Specter, a moderate Republican, is the first Jew to make a serious run for the White House in decades.

Specter’s campaign office has released copies of several of the letters, some of which are riddled with obscenities, others which espouse anti-Semitic rhetoric.

But officials refused to discuss the nature of the physical threats.

“It’s real nasty, negative, personal hate mail,” campaign spokesman Charles Robbins said.

Specter has received “unpleasant” letters in previous campaigns, but they are more prevalent in this campaign because it is national, Robbins said, adding that his office does not respond to such letters.

Most of the letters released focused heavily on Specter’s pro-choice stance on abortion. One meandering letter that was released was glaringly anti-Semitic.

A nine-page diatribe against Israel and Jews from M. Winfield of San Francisco named about 30 prominent Jews on a list of things the writer was “so sick of.”

“We are entering a period of unprecedented anti-Zionist, anti-Jewish public sentiment that no amount of labeling, threats, rhetoric, etc. will allay,” the handwritten letter read.

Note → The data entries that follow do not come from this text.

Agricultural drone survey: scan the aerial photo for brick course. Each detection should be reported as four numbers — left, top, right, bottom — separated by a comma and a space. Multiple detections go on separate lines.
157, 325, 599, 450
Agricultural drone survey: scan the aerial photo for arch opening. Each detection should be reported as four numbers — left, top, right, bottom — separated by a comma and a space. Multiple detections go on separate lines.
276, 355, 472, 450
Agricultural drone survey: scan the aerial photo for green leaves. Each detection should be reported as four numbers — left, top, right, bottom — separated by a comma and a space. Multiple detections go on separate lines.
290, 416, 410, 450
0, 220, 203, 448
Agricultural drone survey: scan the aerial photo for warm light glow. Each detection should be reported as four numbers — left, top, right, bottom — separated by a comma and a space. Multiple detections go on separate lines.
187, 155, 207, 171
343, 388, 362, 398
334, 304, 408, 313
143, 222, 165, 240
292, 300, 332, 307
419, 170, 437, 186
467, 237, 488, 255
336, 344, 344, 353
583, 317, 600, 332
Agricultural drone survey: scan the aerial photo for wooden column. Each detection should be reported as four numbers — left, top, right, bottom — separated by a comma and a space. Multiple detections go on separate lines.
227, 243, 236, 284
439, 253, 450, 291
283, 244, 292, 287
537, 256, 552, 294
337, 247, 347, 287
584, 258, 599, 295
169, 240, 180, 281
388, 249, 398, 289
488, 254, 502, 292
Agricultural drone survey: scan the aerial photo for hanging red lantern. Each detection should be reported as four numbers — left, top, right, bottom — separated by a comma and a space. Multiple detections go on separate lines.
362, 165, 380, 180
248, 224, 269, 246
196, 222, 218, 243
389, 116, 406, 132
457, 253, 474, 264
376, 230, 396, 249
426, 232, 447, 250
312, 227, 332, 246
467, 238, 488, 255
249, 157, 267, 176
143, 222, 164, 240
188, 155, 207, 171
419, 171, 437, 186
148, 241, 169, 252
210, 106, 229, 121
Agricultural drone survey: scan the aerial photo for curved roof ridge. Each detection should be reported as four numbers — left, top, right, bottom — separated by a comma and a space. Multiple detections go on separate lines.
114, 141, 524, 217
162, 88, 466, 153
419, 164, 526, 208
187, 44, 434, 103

Winfield singled out film director Steven Spielberg; World Jewish Congress President Edgar Bronfman and his family; and Martin Indyk, the U.S. ambassador to Israel.

Mr. and Mrs. W.D. Ferguson of Applegate, Ore., called the senator a baby killer and said, “It’s time pro-life, Christian America takes over.” They signed it: “Filled with revulsion.”

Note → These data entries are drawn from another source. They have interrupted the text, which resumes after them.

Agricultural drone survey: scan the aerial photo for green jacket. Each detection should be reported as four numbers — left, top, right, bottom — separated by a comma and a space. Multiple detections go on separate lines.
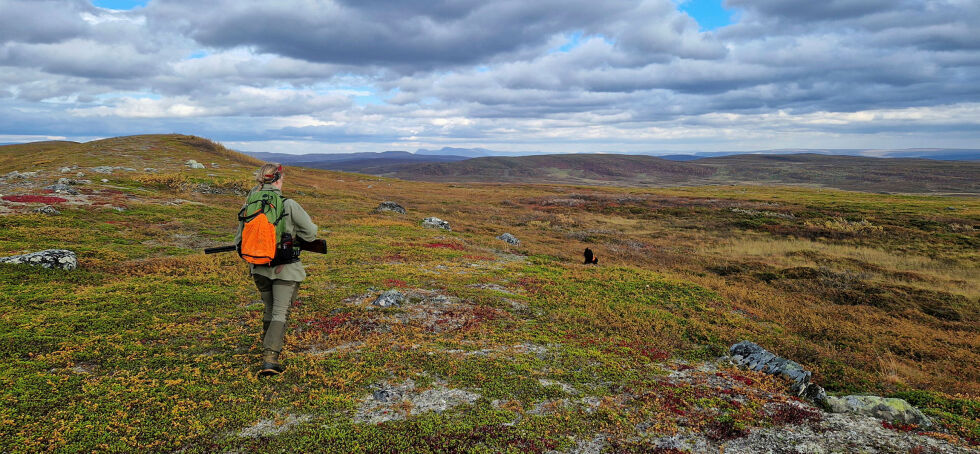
234, 184, 318, 282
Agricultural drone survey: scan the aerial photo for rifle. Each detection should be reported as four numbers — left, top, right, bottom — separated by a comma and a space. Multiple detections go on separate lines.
204, 238, 328, 255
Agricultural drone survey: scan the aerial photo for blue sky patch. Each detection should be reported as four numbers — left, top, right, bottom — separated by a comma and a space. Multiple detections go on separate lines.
91, 0, 149, 10
678, 0, 734, 31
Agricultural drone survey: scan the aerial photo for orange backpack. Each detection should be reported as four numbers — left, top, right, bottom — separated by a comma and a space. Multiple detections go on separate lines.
237, 190, 289, 265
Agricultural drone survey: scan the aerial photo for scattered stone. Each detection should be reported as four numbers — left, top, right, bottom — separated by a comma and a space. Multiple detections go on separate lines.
43, 184, 79, 195
59, 167, 72, 173
0, 249, 77, 270
374, 201, 406, 214
185, 159, 206, 169
238, 413, 311, 438
100, 179, 109, 183
3, 170, 37, 179
496, 233, 520, 245
355, 379, 481, 424
372, 290, 405, 308
722, 413, 962, 453
730, 341, 826, 405
421, 216, 451, 230
32, 205, 60, 215
142, 168, 158, 173
76, 172, 85, 177
91, 166, 114, 174
825, 395, 932, 427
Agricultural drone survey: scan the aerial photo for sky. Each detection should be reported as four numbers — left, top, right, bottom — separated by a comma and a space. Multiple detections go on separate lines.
0, 0, 978, 155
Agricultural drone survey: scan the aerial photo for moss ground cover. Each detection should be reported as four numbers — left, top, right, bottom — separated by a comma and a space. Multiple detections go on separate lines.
0, 135, 977, 451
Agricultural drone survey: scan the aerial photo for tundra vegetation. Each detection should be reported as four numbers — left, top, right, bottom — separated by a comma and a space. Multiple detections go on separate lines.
0, 135, 977, 452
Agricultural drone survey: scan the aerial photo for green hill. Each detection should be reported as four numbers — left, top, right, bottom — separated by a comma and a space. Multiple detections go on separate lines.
0, 135, 977, 452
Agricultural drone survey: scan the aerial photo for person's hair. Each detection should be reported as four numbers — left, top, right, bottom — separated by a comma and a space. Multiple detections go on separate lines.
255, 163, 283, 185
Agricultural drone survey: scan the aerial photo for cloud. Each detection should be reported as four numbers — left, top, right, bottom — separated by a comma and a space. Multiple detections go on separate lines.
0, 0, 976, 152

A postcard from Richard Wagener of Dubuque, lowa, depicted an aborted fetus, and quoted an article on Specter’s campaign trip to area. It was addressed to “Adolph Specter.”

Jupiter, Fla., resident ray “Shali” Beesch asked Specter to “please drop dead.”

One unsigned, obscenity-ridden letter suggested that Specter choose “that other Russian Jew Allen [sic] Dershowitz” as his running mate and lambasted the senator’s campaign announcement. Robbins said the letters had not prompted any extra security precautions, though the physical threats were reported to the “proper authorities.”

“Clearly, attempts and attacks on the president and presidential candidates are not unheard of,” he said.

“We’re just moving along, business as usual,” Robbins said, adding that the campaign would continue to report additional threats if they are received.